It’s festive season and with it comes deep discounts on all products ranging from apparels, kitchenware and electronic items as offline and online retailers aim to clear their inventory.
The likes of Amazon will offer huge discounts of 10 to 80 per cent, while offline retailers have limited their discounts to 10 to 30 per cent.
Confederation of All India Traders (CAIT) National Secretary General Praveen Khandelwal said that the discount level this year is more compared to last year due to high inventory pile-up owing to the economic slowdown.
He added “Last year, the discounts averaged from 5 to 10 per cent. This year, those are in the range of 10 to 30 per cent. For the stocks lying unsold for the last one year, the discount is more than 30 per cent. Online retailers are giving discounts up to 80 per cent to corner more market share.”
Economists are of the view that the wholesale price index (WPI), which reflects producers’ pricing power, has been low in the recent times, being the lowest in 25 months in August, and has no hopes of climbing up due to the large amount of unsold inventory as well as sub-optimal capacity utilisation.

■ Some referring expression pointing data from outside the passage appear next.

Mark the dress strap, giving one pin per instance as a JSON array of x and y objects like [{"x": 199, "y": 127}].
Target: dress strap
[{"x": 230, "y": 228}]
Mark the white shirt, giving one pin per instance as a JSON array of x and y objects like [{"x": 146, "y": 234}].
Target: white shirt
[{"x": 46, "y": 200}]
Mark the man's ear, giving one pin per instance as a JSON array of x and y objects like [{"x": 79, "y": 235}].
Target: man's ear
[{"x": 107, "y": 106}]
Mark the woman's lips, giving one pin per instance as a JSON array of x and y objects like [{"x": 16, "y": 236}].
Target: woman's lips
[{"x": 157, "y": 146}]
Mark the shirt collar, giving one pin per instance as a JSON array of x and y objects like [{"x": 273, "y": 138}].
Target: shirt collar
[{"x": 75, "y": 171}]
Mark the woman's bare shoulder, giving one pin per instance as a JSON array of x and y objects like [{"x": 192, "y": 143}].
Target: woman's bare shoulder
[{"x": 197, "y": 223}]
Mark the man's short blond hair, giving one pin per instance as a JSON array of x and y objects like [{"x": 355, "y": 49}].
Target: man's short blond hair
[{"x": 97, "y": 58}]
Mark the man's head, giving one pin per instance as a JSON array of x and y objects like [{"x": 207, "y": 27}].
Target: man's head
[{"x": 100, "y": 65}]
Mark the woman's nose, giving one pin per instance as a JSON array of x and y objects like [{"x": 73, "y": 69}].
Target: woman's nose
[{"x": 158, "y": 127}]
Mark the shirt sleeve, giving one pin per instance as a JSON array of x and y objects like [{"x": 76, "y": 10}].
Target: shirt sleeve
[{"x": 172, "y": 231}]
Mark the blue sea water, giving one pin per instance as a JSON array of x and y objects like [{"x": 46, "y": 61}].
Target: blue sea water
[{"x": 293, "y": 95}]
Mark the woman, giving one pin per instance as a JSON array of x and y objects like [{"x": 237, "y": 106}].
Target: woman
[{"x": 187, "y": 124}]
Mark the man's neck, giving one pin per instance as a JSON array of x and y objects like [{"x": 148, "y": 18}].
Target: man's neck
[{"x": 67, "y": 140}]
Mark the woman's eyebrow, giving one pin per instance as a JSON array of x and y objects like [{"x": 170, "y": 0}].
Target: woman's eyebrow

The lower capacity utilisation in manufacturing sector is one of the main reasons private investment has remained subdued. Most of the retailers have complained of squeezed margins owing to deep discounts that are necessary to maintain cash flow even if that means loss.
Harish Bijoor, Brand Strategist, said “The market was gung-ho for a long time as the consumption was only soaring. Keeping with that, the manufacturers created huge inventory, which has got stuck all of a sudden due to the slowdown. Now the best way to clear the inventory is to get the goods going at deep discounts.”